First seen at the 1955 Turin Auto Show, 750 GTs were racing in March 1956 and quickly scored a clean sweep of the 750cc Gran Turismo Class at the 1956 and 1957 Mille Miglias. Abarth 750 GTs took the class and overall victories at the 1958 Sestrière rally, and four out of five finished the Sebring 12 Hours, one winning its class. One bold soul even entered a 750 GT at the Santa Ana drag strip in California, winning the under 1500cc Sports Class – then took a second at the SCCA races at Palm Springs. The 750 GT remained competitive into the 1960s and returned years later to pose the same threat in vintage races.
The 750 GT was the perfect entry-level car for “Gentlemen Racers,” who could drive to the track, win their class and drive home, and it quickly became the core of Abarth’s business. Abarth had also made a deal with Fiat that the company would pay him for wins and second places for Fiat-Abarths, so the more cars he built, the better. The first two series were small, but there were more Series III cars following a record-setting session at Monza in July of 1957. Raced around the circuit for four days, the Zagato coupe broke 15 records, averaging 165.346 km/h.
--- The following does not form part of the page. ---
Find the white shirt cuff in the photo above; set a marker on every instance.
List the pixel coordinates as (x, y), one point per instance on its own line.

Later versions were bored out as far as 981cc, some with double-overhead-cam options, and the Record Monza was developed from the Zagato “double bubble,” though it’s not nearly as attractive.
Owners report delightedly with the 750 GT’s handling and that the combination of modest horsepower and agility leads the driver to maintain his best speed at all times. They also remark that the car is surprisingly spacious inside, and the iconic ‘double bubble” roof leaves suitable headroom for tall drivers.